Comment 13 Vyacheslav Dikonov 2013-04-15 23:48:22 UTC
There is no such command. Web search gave me only dead links man pages and debs, but I run an rpm based distribution. Where can I download this tool?
Comment 14 Zhang Rui 2013-04-17 06:47:36 UTC
Created attachment 98911 [details]
acpidump source

please build it and run acpidump > acpidump.out with root privilege.
Comment 15 Vyacheslav Dikonov 2013-04-17 20:11:42 UTC
Created attachment 99051 [details]
Result of running acpidump
Comment 16 Zhang Rui 2013-04-22 03:21:05 UTC
NO ACPI Fan/Thermal control on this platform.

Len,
can you please continue to look at this problem please?
Comment 17 Len Brown 2013-05-13 23:57:41 UTC
> nvidia: module license 'NVIDIA' taints kernel.

please contact nvidia for support,
or re-open when you can reproduce this
w/o their proprietary software.
Comment 18 Vyacheslav Dikonov 2013-05-16 10:00:42 UTC
1) Th purpose of this machine is to play sound and video. it is physically impossible to install a different video card. There is no other a/v output.
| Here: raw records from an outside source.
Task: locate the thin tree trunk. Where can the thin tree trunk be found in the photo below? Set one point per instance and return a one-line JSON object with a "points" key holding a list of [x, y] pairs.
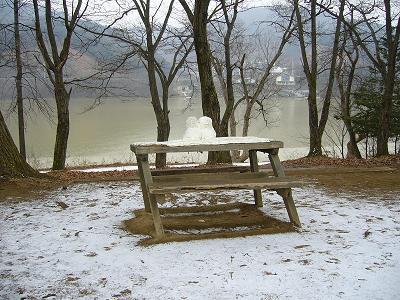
{"points": [[11, 162], [62, 133], [384, 120], [163, 128], [18, 82]]}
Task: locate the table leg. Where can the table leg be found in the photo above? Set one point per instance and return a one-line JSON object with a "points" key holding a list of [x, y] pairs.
{"points": [[147, 179], [143, 186], [254, 168], [286, 193]]}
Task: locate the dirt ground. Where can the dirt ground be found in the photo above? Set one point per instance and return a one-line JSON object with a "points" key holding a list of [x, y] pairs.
{"points": [[336, 174], [186, 223], [372, 177]]}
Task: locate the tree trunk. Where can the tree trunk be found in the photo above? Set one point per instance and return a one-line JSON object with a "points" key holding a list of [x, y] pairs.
{"points": [[62, 133], [209, 98], [163, 131], [11, 162], [315, 135], [384, 120], [352, 148], [18, 81]]}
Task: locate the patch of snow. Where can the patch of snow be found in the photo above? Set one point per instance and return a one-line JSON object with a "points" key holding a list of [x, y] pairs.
{"points": [[348, 248]]}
It is impossible to run the box without nvidia driver. 

HOWEVER,

2) The bug is reproducible by booting different versions of the linux kernel while running THE SAME nvidia blob, i.e. the system can run fine with the nvidia driver it uses. I did not change, reinstall, update or did anything with the nvidia driver before and after the kernel swap which triggered the problem. Only the kernel<->blob interface got rebuilt, but it was the same source rpm package for both good and bad kernels. 
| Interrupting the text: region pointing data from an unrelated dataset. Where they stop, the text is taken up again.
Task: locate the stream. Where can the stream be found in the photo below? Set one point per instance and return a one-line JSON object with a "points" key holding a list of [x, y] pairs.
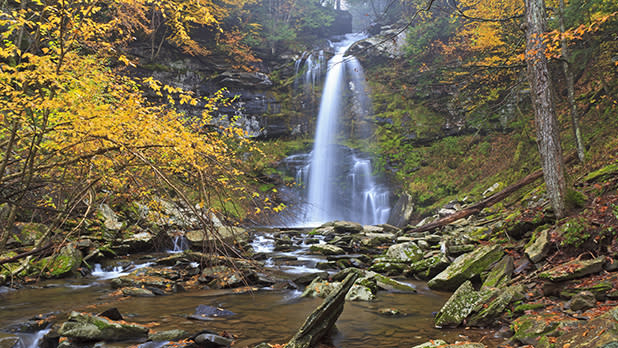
{"points": [[266, 315]]}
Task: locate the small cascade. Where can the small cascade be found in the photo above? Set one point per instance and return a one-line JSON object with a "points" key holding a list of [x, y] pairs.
{"points": [[339, 183], [32, 340], [180, 244], [313, 68]]}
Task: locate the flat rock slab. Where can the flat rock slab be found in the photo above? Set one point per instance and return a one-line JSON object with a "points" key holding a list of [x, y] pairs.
{"points": [[466, 267], [573, 270], [204, 312]]}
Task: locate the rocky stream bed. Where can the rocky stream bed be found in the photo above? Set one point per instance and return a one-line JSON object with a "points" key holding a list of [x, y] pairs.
{"points": [[414, 289]]}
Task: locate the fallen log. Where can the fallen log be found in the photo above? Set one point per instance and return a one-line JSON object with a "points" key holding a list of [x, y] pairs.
{"points": [[487, 202], [323, 318]]}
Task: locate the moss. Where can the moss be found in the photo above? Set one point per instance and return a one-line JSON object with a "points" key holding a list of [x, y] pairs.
{"points": [[603, 173], [575, 199], [528, 307]]}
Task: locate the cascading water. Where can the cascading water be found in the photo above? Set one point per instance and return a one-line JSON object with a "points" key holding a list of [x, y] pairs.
{"points": [[339, 183]]}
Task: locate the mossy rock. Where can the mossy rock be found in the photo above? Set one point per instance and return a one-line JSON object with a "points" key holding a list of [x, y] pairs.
{"points": [[602, 174], [87, 327], [486, 313], [499, 274], [63, 264], [528, 329], [459, 306], [430, 267], [599, 290], [573, 270], [465, 267], [405, 252], [388, 267]]}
From this I conclude that it is the kernel to blame and not nvidia. I need good justification to ask nvidia support and I need some evidence that their driver has something to do with the problem. Could you give me any such evidence / tips how to get the truly relevant technical info to make such request?
Comment 19 Alan 2013-05-16 10:02:09 UTC
Nvidia have their source code and can read ours, the reverse is not true. Only they can help you.
Comment 20 Vyacheslav Dikonov 2013-05-16 10:47:04 UTC
While this statement is true, it is irrelevant to this technical issue. 

On one hand I see the fact that The system runs perfectly well and cool with an old kernel and goes mad with a newer kernel while the nvidia code remains the same, identical, constant, unchanged, frozen..... 
It is a (possibly superficial) evidence that nvidia is not involved in the problem, unless there are some changes in the kernel that break mutual compatibility.

On the other hand I have nothing to support the claim that nvidia driver is defective in this area. Nvidia support will simply send me back to you and I am unable to make them do anything better. We probably need to file such request together with relevant technical reference. 


BTW. ION1 is a popular, but discontinued product since ION2. Nvidia tends to drop support for such. Still ION seems to be the only way to build a home theater grade _silent_ HD Audio/Video player box _with_no_moving_parts_. It is a whole class of devices where linux OS (used to?) have an edge over other OSes.